Nigeria's rich history of classical music gets a convincing revival in Ekele: Piano Music by African Composers, the debut album by Rebeca Omordia,
a London-based pianist of Nigerian and Romanian descent. An alumnus of
Trinity College of Music and Royal Birmingham Conservatory, where she
has taught for the past ten years, Omordia has collaborated with a range
of celebrated international musicians that include Julian Lloyd Webber, double bassist Leon Bosch, pianist Mark Bebbington, cellist Raphael Wallfisch and Chineke! Orchestra, the first professional orchestra consisting of majority black and ethnic minorities in Europe.
Ekele is a result of a five year research into the works of pioneering Nigerian composers Ayo Bankole, Fred Onovwerosuoke and Christian Onyeji. Most
of the works were composed pre-independence in 1960 and in the years
after, at a time when the country was shaking off the shackles of
British colonialism while defining its own cultural identity.
"Rebeca
is a fluent pianist. She's classical trained in Eastern Europe and has a
certain technical facility and a flexibility, rhythmically-wise" says DY Ngoy, the Congolese executive producer with whom Omordia created Africa Concert Series, a year-long recital by musicians of African descent at London's October Gallery.

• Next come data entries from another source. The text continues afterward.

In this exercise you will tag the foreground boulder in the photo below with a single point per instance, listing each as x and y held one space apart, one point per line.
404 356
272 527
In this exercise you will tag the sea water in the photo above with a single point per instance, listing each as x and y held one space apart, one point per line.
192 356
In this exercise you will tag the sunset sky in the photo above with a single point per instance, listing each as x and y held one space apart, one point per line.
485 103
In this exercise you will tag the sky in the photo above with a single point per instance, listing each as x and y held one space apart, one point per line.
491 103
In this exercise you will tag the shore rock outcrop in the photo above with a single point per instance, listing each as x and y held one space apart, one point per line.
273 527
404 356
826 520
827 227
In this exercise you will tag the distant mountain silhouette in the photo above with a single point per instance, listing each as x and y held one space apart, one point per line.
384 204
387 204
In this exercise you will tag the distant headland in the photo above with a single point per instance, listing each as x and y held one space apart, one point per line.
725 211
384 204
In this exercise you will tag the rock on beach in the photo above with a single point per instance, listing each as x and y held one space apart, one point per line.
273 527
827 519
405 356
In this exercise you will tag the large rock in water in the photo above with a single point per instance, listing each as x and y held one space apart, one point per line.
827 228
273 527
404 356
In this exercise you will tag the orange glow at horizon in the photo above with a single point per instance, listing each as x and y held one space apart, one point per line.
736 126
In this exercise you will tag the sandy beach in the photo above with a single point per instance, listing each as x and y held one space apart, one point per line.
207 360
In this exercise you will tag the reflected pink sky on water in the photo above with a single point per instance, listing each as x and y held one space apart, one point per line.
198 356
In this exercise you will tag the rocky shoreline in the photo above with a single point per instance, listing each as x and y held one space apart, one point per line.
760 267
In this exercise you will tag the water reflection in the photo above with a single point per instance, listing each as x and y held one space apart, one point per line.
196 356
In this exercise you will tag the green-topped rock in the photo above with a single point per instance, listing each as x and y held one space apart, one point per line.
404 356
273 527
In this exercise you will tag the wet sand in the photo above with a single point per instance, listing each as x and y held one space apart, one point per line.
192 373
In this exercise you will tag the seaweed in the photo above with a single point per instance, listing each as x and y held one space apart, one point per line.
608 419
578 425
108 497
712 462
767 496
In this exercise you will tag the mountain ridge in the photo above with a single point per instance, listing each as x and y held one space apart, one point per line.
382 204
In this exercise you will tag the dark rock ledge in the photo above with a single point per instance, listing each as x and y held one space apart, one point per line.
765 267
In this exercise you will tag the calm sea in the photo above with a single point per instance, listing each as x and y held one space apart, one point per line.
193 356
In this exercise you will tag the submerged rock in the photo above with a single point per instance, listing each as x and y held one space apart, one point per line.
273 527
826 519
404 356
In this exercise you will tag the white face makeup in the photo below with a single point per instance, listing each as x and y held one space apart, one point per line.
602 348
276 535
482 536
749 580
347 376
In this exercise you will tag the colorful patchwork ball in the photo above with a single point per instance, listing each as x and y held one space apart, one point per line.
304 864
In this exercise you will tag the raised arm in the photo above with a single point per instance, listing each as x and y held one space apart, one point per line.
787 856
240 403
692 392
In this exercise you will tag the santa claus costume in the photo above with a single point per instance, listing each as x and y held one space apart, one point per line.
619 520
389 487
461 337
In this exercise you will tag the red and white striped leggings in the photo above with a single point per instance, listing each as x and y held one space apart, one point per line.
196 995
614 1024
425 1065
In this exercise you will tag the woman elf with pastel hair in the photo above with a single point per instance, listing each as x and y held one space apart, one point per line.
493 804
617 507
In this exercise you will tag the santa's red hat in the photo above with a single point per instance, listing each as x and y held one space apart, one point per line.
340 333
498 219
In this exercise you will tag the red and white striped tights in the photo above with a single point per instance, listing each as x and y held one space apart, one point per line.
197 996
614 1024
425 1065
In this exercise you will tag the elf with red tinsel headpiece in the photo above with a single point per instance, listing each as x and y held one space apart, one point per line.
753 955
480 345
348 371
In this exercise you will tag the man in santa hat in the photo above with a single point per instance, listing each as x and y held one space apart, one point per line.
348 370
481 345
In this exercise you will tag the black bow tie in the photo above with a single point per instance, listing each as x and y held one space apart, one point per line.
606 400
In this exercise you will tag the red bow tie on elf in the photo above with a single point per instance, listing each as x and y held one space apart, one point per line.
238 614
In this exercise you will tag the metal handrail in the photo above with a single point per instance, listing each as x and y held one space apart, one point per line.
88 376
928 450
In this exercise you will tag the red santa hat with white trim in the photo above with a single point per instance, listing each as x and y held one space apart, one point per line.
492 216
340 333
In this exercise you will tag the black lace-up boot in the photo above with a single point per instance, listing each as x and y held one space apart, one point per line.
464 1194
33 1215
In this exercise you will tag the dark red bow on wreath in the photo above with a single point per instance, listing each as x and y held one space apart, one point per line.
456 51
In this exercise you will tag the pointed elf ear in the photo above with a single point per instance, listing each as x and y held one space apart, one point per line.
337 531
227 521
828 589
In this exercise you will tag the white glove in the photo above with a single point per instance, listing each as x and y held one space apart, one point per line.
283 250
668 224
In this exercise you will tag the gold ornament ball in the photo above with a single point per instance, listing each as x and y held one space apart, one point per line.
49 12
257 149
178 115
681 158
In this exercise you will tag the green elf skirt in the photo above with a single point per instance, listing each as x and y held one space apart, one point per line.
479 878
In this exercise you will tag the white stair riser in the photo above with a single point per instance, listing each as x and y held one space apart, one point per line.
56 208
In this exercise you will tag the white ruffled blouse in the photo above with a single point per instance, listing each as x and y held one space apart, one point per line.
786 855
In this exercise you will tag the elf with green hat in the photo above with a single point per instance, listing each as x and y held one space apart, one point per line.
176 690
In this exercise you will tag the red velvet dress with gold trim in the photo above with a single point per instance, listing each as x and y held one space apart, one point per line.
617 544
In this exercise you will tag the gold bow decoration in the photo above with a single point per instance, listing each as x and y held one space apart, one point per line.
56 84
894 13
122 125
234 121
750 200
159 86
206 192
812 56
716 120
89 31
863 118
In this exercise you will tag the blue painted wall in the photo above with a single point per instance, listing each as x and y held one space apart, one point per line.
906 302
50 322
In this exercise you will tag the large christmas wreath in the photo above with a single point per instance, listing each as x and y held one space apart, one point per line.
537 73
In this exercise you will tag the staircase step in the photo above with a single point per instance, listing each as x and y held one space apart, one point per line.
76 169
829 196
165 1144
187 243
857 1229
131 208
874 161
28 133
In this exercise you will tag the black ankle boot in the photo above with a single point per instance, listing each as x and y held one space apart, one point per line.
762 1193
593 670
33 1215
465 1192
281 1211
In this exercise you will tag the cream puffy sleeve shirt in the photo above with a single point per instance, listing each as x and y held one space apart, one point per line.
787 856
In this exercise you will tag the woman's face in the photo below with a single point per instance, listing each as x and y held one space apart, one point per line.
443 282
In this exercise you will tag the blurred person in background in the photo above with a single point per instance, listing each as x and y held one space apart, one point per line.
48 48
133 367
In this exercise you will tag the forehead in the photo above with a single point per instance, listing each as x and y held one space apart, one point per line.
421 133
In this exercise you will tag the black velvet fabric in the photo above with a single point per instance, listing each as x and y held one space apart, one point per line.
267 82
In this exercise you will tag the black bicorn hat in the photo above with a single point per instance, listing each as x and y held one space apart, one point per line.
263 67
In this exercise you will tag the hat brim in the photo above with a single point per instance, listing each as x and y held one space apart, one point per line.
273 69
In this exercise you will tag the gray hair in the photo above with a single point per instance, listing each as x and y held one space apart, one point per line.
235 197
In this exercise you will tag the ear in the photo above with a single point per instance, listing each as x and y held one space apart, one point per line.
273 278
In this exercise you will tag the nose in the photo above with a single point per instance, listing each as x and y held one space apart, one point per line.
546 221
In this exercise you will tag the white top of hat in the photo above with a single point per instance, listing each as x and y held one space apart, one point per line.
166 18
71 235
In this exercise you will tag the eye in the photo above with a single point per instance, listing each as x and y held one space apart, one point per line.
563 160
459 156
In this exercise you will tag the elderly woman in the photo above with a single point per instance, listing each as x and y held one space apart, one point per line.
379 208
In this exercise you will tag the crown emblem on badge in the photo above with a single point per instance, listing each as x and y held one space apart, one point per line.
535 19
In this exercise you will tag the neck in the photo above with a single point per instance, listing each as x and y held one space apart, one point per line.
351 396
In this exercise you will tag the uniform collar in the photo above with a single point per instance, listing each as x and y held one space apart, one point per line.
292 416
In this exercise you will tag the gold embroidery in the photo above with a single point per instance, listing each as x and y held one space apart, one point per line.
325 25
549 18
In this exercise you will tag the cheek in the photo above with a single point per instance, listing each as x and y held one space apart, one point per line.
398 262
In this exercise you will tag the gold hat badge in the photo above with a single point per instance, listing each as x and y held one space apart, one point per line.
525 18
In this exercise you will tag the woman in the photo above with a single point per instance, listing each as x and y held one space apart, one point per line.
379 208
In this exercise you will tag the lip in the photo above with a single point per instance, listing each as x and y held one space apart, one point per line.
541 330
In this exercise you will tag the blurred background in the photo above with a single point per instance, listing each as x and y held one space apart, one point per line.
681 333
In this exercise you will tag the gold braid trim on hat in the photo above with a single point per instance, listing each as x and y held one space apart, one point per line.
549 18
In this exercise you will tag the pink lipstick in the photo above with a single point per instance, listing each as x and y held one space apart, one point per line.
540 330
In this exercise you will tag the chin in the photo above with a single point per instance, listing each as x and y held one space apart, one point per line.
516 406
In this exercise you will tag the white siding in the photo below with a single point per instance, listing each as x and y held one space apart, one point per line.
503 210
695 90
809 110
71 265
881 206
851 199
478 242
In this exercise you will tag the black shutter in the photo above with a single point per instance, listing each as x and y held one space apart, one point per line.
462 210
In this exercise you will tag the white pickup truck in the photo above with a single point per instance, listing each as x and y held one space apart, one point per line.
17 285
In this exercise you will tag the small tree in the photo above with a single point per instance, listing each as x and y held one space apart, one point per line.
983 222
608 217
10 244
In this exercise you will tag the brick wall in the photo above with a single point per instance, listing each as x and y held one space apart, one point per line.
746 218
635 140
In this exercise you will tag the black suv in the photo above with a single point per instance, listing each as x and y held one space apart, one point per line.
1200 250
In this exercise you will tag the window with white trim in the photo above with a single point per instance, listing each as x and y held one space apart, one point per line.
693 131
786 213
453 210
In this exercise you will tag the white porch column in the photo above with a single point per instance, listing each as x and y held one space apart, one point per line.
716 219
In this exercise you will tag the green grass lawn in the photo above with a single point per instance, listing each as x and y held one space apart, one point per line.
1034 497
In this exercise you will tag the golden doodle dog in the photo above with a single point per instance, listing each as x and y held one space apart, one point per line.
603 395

"What is fantastic about Ekele
is that she played the music of African composers and made it relevant
to our time." Examples of monthly themes for the African Concert Series
include "String Quartets by African Composers," "African Art Music for
Woodwind," "Arabesque: Piano Music from the Arab World," and "The South
African Bass."
"It's a great project that Rebeca has started and I commend her" says Chi-Chi Nwanoku OBE,
the British-Nigerian double bassist who founded Chineke Orchestra
alongside whom Omordia often performs. "There's something else about
playing music by someone that comes from the country of your fatherland.
Sometimes there's a familial feeling that you aren't even aware that
you've got, until you've discovered it."